Joins with other cultural sites in giving day’s proceeds to victims and ongoing rescue efforts; Israeli volunteers help victims

A photo from the inside of the as yet incomplete National Museum of Italian Judaism and the Shoah (MEIS), located in the city of Ferrara, Italy. (Courtesy MEIS website)
A photo from the inside of the as yet incomplete National Museum of Italian Judaism and the Shoah (MEIS), located in the city of Ferrara, Italy. (Courtesy MEIS website)

ROME – The National Museum of Italian Judaism and the Shoah is one of dozens of state museums and cultural sites that will donate all proceeds from Sunday’s visitors to aid earthquake victims and rescue efforts in central Italy.

The museum, which is under development in Ferrara, does not yet have a permanent exhibition.

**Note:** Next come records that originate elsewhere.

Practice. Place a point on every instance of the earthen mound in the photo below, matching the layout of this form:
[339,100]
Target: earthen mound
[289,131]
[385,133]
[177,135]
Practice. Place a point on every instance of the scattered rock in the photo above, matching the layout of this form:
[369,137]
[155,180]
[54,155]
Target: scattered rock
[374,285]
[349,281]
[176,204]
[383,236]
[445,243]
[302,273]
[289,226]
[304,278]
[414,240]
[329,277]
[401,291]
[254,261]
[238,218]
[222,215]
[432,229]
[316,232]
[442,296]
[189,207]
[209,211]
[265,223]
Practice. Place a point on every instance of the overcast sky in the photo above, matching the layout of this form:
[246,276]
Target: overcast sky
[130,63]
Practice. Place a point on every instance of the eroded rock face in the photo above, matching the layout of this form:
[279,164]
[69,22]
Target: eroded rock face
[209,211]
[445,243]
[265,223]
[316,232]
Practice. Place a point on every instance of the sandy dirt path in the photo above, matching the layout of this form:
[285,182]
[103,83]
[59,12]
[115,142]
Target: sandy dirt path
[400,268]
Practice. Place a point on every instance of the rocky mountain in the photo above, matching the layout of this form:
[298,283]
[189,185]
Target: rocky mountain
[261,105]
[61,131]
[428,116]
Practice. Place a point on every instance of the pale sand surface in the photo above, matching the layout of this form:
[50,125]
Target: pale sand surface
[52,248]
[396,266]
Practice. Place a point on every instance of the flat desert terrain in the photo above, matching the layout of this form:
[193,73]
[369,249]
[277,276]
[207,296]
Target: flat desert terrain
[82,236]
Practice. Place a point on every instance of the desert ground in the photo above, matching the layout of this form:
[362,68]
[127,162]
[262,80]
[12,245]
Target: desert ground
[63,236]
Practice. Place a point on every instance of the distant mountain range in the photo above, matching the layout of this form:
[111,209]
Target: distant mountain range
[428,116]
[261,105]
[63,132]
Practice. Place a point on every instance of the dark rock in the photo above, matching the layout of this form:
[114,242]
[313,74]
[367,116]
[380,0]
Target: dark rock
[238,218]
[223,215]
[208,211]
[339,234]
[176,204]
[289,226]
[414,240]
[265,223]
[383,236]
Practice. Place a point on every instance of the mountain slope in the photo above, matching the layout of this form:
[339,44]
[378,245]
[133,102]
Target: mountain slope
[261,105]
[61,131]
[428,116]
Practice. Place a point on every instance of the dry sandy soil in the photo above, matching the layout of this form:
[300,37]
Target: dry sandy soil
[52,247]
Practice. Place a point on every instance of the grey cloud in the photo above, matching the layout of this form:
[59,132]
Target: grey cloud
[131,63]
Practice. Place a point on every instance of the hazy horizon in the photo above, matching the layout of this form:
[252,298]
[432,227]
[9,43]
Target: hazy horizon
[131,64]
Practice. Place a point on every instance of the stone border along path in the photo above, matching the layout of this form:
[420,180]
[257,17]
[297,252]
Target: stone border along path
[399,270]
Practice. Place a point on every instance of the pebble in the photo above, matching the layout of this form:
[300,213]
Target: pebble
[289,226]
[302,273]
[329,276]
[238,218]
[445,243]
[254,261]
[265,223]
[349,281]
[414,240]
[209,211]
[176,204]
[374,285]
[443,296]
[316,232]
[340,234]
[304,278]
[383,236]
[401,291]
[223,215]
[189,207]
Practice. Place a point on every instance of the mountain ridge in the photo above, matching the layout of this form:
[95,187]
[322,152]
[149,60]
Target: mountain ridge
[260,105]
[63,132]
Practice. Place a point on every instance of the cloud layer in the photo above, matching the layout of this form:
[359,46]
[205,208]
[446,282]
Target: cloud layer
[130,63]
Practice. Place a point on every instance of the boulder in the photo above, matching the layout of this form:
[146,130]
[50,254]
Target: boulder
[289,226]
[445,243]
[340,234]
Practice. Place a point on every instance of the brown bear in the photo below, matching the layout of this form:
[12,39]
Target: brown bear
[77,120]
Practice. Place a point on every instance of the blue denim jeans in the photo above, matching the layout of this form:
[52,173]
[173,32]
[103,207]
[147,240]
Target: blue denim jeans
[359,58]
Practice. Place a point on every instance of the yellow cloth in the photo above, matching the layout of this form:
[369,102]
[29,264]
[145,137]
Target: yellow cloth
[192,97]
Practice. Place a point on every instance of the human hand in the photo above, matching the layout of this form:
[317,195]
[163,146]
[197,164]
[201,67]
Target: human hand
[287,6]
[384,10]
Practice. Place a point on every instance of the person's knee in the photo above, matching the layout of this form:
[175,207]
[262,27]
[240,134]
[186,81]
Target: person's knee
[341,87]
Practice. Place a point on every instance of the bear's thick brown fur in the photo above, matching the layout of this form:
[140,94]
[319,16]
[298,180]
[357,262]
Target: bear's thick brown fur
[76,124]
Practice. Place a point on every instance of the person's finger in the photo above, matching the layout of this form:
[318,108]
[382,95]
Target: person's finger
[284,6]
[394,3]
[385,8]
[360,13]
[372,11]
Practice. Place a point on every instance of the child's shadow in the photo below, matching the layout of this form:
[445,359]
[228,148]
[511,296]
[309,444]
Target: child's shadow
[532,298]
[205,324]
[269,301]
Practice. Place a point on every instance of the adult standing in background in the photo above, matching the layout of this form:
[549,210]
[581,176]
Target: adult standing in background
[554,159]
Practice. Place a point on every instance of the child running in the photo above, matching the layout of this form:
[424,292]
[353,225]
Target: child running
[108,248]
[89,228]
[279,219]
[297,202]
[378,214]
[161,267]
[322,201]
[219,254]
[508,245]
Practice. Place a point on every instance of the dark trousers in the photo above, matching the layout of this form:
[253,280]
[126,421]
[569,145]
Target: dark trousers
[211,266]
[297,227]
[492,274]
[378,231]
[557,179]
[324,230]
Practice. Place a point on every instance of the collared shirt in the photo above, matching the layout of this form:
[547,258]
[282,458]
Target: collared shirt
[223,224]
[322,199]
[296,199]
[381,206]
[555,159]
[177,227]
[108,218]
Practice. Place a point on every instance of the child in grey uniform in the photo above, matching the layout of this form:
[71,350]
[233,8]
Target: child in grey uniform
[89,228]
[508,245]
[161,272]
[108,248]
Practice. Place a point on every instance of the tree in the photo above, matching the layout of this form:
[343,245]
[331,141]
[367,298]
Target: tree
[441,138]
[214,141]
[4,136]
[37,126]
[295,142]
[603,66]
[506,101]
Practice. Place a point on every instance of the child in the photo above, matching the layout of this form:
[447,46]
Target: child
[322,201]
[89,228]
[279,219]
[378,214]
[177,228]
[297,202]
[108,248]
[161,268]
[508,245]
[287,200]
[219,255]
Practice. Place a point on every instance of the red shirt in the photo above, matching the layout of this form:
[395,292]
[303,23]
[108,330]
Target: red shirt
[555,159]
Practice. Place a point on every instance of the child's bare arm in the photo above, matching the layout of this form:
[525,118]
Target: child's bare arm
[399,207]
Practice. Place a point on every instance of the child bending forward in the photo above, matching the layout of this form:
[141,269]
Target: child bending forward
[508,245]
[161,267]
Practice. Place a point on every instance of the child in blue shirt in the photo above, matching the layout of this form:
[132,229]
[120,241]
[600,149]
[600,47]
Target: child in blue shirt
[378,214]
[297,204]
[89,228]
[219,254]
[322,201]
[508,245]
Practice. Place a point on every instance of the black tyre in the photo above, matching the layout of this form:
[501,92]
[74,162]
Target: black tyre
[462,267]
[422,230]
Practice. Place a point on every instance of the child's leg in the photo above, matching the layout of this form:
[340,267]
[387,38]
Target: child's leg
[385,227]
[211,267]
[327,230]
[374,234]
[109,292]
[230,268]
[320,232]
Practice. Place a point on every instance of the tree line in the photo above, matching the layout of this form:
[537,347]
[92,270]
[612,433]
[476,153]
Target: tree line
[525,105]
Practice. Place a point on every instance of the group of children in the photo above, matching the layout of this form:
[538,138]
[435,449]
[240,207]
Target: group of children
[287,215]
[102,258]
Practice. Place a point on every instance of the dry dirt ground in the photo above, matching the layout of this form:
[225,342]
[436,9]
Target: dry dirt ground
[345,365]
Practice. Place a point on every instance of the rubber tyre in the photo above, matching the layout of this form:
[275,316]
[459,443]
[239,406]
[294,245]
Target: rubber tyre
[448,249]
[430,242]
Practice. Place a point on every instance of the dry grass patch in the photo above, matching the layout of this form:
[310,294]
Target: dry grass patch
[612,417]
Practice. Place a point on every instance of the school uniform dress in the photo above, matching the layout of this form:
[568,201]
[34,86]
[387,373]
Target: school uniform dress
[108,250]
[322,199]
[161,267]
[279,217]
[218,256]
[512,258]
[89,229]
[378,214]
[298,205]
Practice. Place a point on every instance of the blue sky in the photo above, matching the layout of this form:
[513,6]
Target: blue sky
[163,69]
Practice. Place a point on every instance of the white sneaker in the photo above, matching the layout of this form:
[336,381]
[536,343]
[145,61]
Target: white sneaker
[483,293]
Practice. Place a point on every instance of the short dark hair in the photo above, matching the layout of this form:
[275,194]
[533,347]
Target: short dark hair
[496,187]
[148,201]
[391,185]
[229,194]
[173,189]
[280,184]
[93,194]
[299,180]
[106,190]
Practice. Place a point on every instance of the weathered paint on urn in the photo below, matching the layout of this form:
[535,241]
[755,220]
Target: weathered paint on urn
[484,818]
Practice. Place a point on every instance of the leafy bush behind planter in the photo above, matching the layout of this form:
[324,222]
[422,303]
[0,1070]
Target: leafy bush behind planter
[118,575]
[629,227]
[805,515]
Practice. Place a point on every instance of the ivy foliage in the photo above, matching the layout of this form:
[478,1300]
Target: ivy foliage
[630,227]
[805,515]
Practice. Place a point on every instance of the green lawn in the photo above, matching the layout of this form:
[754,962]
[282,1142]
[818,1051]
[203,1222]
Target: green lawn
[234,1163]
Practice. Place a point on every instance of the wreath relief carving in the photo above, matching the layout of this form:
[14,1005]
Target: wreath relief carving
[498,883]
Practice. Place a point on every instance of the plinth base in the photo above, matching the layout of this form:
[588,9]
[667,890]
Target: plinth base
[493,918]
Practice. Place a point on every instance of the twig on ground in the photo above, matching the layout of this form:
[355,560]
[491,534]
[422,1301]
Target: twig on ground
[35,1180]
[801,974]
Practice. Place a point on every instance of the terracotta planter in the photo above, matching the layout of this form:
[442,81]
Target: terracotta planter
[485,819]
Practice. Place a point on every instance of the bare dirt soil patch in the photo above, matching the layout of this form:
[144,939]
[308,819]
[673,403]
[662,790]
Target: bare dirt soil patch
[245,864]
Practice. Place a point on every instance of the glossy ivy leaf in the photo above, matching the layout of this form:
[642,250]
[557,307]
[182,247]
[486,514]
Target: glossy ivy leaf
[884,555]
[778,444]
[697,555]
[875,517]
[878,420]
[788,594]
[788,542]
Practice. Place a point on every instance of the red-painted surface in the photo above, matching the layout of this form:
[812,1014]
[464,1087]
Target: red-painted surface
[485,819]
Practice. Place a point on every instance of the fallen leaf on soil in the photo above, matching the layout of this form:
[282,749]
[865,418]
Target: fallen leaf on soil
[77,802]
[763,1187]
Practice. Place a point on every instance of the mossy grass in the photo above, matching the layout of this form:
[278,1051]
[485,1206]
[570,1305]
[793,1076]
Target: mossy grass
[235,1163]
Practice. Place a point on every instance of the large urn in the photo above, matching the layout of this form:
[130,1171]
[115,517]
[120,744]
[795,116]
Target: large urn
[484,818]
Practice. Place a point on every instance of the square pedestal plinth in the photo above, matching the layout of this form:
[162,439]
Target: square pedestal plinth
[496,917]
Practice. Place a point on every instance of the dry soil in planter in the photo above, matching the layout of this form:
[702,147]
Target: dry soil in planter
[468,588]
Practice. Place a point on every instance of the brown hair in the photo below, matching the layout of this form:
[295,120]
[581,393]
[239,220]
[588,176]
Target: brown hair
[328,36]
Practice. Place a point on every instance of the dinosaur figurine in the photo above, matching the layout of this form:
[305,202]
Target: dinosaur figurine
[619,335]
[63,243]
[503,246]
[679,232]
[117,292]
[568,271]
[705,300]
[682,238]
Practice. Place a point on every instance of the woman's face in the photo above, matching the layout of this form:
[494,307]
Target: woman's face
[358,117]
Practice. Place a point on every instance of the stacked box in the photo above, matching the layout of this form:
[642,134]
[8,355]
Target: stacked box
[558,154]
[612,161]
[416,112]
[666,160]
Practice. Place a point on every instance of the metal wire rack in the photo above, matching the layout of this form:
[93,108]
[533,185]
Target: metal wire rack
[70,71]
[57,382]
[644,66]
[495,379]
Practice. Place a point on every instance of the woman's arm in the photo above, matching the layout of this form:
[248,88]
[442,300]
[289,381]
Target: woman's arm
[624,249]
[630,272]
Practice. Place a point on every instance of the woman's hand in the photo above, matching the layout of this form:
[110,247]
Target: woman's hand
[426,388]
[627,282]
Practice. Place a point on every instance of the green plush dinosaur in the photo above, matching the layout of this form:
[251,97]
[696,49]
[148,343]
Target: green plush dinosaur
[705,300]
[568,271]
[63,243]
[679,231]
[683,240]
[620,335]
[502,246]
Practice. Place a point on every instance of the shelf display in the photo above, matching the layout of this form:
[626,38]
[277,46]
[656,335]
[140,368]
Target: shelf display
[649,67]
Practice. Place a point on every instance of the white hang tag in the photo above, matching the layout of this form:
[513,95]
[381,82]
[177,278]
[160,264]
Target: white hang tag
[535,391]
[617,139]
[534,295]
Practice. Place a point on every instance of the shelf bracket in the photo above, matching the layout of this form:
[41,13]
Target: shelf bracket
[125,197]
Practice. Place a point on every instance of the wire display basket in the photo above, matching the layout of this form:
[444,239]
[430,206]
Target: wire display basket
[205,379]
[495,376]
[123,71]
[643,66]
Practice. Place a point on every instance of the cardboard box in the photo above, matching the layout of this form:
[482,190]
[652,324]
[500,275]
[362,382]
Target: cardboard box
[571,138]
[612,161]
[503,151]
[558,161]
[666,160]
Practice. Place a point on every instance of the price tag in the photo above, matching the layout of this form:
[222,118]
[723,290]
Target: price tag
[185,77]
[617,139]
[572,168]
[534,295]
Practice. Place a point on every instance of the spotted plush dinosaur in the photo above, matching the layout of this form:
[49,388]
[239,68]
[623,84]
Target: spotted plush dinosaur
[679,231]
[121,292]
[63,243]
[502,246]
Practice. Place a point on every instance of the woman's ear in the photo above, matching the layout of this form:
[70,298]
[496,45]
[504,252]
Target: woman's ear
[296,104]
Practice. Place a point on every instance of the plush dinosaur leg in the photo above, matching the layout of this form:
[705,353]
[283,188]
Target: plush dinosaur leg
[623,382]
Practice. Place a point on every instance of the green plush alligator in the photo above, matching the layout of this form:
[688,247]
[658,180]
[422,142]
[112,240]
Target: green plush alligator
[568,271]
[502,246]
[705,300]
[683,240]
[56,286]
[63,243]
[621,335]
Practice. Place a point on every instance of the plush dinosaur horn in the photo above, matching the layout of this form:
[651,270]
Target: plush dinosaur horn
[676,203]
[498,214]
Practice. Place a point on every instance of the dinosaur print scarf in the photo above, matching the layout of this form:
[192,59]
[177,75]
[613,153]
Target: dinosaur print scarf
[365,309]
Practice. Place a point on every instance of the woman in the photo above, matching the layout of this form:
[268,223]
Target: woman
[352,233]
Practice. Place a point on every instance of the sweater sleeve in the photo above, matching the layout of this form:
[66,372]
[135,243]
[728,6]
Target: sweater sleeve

However, it announced that all Sunday’s proceeds from visitors to its temporary exhibit on the Torah would be donated.

Italy’s Culture Minister announced Thursday that Sunday’s proceeds from state-run museums and archaeological sites all over the country would go to the area devastated by the quake that hit early Wednesday morning and urged Italians to visit them to show solidarity.

At least 291 people have been confirmed dead in the 6.2 magnitude temblor, which struck on Wednesday.

Meanwhile, more than 20 volunteers from the Israeli aid organization IsraAid have been working in the earthquake zone since Thursday, along with other relief organizations including volunteers from Islamic Relief Italia.

Italy’s national umbrella organization, UCEI, and the Rome Jewish community initiated a blood drive in Rome, where outgoing Israeli ambassador Naor Gilon was one of the blood donors. Local Jewish communities as well as the UCEI collected funds and material for relief operations, and the UCEI opened a special bank account for earthquake relief donations.